Through it all, though, people have a deep need to feel valued, find meaning in their lives, share meaningful connections with others, and confront the ups and downs of life in a positive way.

If a retirement community takes care of the physical and logistical (like healthcare and housing) but neglects emotional and spiritual health, it’s missing an extremely important part of people’s lives.

Spiritual care deals with a person’s emotional core and sense of identity, and beliefs about what makes a meaningful life. For many people, religious beliefs are an important part of this identity. Others may simply focus on doing good and leaving a positive legacy, maintaining positive relationships, understanding their emotions and thriving emotionally, or finding ways to use their gifts in a fulfilling way.

Emotional well-being is critical as seniors navigate complex and sometimes very difficult circumstances. Some aspects of life for older adults bring joy and fulfillment, while others can cause acute anxiety and distress. They may experience major losses in their lives, such as the death of a spouse or good friend. They might feel a huge burden as caregivers for a partner in poor health or dealing with dementia. Or they may go through profound changes in relationships with family as their role shifts and they find themselves receiving care instead of giving it.

Here are a few ways that senior living communities can walk alongside older adults through this journey.

Dedicated resources

Communities hire nurses to take care of physical needs. They should also hire team members responsible for handling emotional needs, like a chaplain and counselors with experience and training in elder care. The important thing is that some team members have a primary focus on spending time with residents, listening to them, and offering support when needed.  

Participants in a reading group share around a table.

Bringing people together regularly

Forums and workshops to bring seniors together and share with each other and mental health experts can be a key way to build a sense of well-being. Community is an essential part of our emotional lives, and can be found in discussion groups where people share life challenges, hear about others’ successes and failures, laugh together, find an understanding ear, and simply express emotions that may be bottled up. These kinds of forums can cover a wide range of topics, from the positive to the difficult, but they should provide a safe place where seniors can forge relationships and realize that they are not alone.

Religious programming

While emotional health does not always include religion, for many it’s a deeply important part of their lives, and integral to how they find meaning and purpose in life.

Thoughtful and purposeful religious programming that meets the needs of a variety of beliefs and backgrounds will go a long way toward promoting emotional well-being. To achieve that, a management team that understands residents and their beliefs and practices is important.

It’s valuable to have a chaplain or similar spiritual advisor who is able to meet people where they are and walk with them in their faith journey.

A group of seniors practices yoga on a sunny lawn.

In action

At White Horse Village, a pastoral care coordinator works to provide support and guidance for residents and leads various programs. One of these is a regularly scheduled grief and loss support group, offering those who have recently lost a loved one a chance to share what they’re going through and learn about grief and ways to cope.

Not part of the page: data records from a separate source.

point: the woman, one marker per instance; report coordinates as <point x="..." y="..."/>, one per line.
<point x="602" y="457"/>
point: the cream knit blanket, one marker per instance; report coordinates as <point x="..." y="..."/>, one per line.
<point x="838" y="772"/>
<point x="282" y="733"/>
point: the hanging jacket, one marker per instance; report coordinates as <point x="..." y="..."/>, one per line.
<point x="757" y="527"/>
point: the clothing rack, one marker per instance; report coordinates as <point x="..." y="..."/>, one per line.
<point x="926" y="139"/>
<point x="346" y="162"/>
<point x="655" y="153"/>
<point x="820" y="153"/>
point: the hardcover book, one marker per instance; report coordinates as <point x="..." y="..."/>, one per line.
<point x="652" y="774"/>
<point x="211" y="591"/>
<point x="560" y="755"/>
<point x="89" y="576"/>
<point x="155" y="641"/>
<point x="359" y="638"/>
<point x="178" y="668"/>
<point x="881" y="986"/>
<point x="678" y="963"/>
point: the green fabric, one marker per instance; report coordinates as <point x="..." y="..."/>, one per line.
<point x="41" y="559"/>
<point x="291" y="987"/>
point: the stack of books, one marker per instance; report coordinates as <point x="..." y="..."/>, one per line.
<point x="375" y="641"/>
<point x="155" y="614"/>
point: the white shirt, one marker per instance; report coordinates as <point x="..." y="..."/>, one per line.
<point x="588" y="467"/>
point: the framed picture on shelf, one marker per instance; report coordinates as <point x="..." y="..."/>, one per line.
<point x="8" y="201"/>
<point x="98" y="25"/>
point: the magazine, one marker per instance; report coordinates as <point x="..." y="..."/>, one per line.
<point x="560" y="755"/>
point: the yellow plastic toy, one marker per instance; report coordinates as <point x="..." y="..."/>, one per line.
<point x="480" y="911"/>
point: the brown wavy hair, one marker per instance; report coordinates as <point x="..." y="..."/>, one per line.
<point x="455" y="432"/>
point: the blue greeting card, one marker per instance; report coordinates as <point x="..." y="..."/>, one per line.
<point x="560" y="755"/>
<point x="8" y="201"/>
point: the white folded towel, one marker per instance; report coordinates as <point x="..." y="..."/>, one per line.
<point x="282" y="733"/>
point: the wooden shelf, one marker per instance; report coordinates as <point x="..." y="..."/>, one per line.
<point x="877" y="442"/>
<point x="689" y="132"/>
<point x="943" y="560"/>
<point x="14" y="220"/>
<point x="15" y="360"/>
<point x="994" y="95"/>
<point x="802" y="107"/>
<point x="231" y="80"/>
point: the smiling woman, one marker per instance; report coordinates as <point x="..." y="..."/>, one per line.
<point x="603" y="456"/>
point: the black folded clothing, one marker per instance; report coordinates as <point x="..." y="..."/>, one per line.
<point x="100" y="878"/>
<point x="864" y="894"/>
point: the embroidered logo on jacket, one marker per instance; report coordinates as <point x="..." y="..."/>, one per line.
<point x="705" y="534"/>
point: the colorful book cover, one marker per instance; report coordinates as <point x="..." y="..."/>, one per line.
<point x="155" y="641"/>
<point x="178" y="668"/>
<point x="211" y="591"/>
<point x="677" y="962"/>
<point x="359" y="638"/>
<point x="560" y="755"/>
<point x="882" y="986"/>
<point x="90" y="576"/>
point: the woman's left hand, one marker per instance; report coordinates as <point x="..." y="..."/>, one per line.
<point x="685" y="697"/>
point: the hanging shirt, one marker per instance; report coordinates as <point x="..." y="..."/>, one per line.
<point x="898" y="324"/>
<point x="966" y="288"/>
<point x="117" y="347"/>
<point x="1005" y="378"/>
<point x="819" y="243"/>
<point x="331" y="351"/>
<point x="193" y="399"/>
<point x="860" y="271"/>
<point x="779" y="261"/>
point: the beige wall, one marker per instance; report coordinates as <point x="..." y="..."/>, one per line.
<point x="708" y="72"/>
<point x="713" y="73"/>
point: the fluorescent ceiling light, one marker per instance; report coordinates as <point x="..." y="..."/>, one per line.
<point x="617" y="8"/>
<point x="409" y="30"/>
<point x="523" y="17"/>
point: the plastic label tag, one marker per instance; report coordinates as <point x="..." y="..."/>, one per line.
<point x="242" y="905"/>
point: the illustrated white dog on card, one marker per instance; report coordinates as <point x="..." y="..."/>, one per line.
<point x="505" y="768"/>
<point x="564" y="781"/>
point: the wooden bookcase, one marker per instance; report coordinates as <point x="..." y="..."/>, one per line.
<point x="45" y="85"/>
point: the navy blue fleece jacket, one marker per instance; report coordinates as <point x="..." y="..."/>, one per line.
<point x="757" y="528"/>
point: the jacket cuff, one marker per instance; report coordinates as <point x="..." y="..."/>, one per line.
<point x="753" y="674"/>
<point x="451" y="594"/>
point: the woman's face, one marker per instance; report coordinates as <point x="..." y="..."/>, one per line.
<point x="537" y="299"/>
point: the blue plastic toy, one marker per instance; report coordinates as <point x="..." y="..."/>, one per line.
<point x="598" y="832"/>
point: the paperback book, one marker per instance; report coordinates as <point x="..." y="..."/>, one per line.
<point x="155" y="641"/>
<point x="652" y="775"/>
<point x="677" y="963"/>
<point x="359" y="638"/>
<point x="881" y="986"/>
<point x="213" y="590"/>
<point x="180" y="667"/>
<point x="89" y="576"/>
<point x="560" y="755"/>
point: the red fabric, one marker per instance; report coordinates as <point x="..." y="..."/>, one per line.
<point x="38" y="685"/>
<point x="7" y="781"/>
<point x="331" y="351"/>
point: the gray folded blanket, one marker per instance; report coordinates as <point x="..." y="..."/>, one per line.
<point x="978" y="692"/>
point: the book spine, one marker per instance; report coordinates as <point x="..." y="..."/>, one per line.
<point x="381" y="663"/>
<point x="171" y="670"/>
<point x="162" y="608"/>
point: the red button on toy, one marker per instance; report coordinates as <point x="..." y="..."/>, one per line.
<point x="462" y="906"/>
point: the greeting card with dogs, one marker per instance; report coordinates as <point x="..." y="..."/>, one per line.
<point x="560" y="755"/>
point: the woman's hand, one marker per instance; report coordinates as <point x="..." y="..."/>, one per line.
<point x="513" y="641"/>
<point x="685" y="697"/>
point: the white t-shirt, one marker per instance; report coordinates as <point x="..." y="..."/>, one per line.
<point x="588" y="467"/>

Other programs vary. For example, residents explored the book “The 12 Keys to Spiritual Vitality: Powerful Lessons on Living Agelessly,” covering topics like accepting your true self, celebrating faith, and achieving balance in life. Another time, they went through a workshop called “Well in Body, Wise in Mind, Whole in Spirit,” that covered everything from diet and exercise to positive relationships, continuing education, and spiritual life. These kinds of programs are a consistent staple.

Residents in Healthcare also share in regular visits, fellowship groups, and worship services.

Spiritual care will look different depending on the needs of a community, but the important factor is that leadership takes emotional health seriously, promoting a sense of peace and well-being among residents and treating them as whole people.